Miscellaneous Features

Here are a few more of the "fun" features in Python 3.

Function Annotations

Function annotations let you identify what something takes and returns:

def max_of_ints(a: int, b: int) -> int:  
    return a if a > b else b

Currently these are just documentary (they go into an annotations dict). 

Matrix Multiplication

The new operator is "@" (yes the same used for decorators), but you can still use "dot"; you can override "@" by defining "matmul" in your class.

Filesystem Paths

Python 2 makes handling paths overly wordy with the "os.path" module.  Python 3 provides the "pathlib" module and its "Path" object, which overrides the "/" operator and makes tests like "exists" and "is_dir" and transformations like "absolute" and "chmod" built-in to objects of "Path":

>>> from pathlib import Path  
>>> etc = Path('/etc')  
>>> passwd = etc / 'passwd'  
>>> if passwd.exists():  
...    hack(passwd) 

Unicode Cleanup

Unicode and byte-strings were bolted onto Python 2. In Python 3 things are cleaner:

  • In Python 2:
    • "str" is often used for character strings but act like byte strings.
    • "unicode" is strictly a character string.
  • In Python 3:
    • "str" is a character string, Unicode or otherwise. The "unicode" type is gone.
    • "bytes" are byte strings.

Unicode Identifiers

Python 3 gives you Unicode support for identifiers:

>>> seven = shtatë = 七 = 7

That's English, Albanian, and Chinese Han for 7, by the way. But you still can't use emoji  ☹️.

Print Function

Finally, the print statement is no more. Use the print function instead:

>>> print('Hello, world.')  
Hello, world.  
>>> print('Hello, stderr.', file=sys.stderr)  
Hello, stderr.

The "nonlocal" Statement

We lose a statement, we gain a statement.

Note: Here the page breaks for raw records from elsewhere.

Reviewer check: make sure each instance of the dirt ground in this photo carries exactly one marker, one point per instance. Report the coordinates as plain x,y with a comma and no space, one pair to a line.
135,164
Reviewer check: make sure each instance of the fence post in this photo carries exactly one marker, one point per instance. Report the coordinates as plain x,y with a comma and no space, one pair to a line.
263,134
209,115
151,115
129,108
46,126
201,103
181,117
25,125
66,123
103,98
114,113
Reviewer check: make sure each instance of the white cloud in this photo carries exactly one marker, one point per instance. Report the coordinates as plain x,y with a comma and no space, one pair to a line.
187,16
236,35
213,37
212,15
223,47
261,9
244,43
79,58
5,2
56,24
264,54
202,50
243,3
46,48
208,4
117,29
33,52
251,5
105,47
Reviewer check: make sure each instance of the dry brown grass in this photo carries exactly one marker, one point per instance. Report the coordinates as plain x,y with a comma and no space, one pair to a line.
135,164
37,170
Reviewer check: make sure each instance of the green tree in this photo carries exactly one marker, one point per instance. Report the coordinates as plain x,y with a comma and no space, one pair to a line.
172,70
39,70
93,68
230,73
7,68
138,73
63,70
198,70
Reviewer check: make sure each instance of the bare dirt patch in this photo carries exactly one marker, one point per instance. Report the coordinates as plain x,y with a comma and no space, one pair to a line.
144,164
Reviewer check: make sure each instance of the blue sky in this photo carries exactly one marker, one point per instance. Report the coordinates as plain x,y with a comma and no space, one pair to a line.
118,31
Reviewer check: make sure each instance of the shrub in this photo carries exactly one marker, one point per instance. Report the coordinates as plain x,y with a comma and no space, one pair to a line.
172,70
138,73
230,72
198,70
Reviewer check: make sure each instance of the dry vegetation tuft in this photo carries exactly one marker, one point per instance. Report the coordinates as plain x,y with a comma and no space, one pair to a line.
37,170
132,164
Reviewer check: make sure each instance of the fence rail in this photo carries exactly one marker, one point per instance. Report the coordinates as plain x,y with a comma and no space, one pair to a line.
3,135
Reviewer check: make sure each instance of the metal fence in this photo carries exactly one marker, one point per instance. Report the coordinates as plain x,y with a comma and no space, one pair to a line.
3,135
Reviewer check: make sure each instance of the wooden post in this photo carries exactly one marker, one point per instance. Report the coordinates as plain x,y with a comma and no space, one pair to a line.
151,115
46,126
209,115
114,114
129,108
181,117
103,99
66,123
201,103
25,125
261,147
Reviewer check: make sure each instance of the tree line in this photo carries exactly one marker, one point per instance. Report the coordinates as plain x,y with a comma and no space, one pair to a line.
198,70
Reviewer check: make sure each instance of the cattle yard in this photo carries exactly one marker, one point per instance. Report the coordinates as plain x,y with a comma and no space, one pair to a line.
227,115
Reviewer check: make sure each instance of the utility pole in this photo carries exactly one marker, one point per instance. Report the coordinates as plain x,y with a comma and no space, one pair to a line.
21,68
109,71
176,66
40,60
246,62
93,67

Saying "nonlocal x" lets you assign to "x" which is in an outer (but not global) scope.

Dictionary Comprehensions

We've loved list comprehensions since Python 2.0. Now we can create dicts on the fly:

d = {k: v, for k, v in stuff}

Set Literals

Before:

s = set((1, 2, 3))

Now:

s = {1, 2, 3}

Just like real mathematical sets. Note that "{}" is not an empty set but an empty dictionary. You still have to say "set()" for the empty set.

"But what about set comprehensions?" Yes, we get:

s = {i for i in stuff}

complete with transformations and conditions you can attach to the syntax just as with list (and dict) comprehensions.

The "<>" is Gone

Sorry, Chris Mattmann. You have to use "!=" exclusively now :)